Protecting circuit boards from the effects of corrosives like H2S and Chlorine.
When selecting camera equipment for industrial purposes, everyone understands the importance of selecting a housing that will protect the camera from corrosives in the plant atmosphere. It is readily accepted that stainless steel is the go-to housing material for corrosion resistance. How then did the camera lens at the right corrode? It was in a stainless-steel housing manufactured by a very popular security company. The housing came with an NEMA4X/IP66 rating. Yet the camera inside was eaten alive with corrosion.

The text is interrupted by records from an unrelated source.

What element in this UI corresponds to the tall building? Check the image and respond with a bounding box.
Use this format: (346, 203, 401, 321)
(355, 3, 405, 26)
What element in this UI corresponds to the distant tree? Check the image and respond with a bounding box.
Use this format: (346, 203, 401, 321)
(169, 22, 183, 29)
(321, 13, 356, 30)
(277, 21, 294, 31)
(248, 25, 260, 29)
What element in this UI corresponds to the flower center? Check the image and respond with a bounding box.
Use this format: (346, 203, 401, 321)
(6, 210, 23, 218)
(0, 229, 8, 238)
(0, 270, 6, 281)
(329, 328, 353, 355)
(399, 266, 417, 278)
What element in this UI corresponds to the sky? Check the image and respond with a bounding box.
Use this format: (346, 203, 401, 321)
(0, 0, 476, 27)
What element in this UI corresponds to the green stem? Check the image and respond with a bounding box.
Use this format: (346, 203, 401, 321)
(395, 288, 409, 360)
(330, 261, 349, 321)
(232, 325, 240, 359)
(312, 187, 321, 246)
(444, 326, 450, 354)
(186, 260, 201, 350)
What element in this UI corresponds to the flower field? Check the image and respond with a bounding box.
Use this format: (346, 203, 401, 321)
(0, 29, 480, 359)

The answer lies in the seals. A NEMA4X/IP66 rating, while a great rating for general outdoor use, is not an air-tight seal. If this camera had been viewing a parking lot, it would still be alive today. However, it was placed into service watching batch digesters and therefore exposed to H2S. The housing of the camera appeared to be in fine shape, but when opened revealed a camera destroyed by corrosion. This issue is a common camera problem in industry.
An NEMA4X/IP66 rating, while impervious to water, is not an air or gas tight seal. Cameras when deployed outside often “breath”. Breathing is a phenomenon that occurs when a camera is exposed to varying temperatures and barometric pressures throughout the day. As the temperature heats up, air inside the housing expands and is pushed out through the seal. At night the air inside the camera cools and shrinks causing air to be drawn into the housing. This “breathing” causes an exchange of gases within the camera over time. If the outside air has hydrogen sulfide (H2S) or other corrosive gases the camera will eventually be eaten alive, even thought the housing appears fine on the outside.
Bass Electronics’ solution is an air-tight seal on its stainless-steel housing. Make the camera hold its breath!!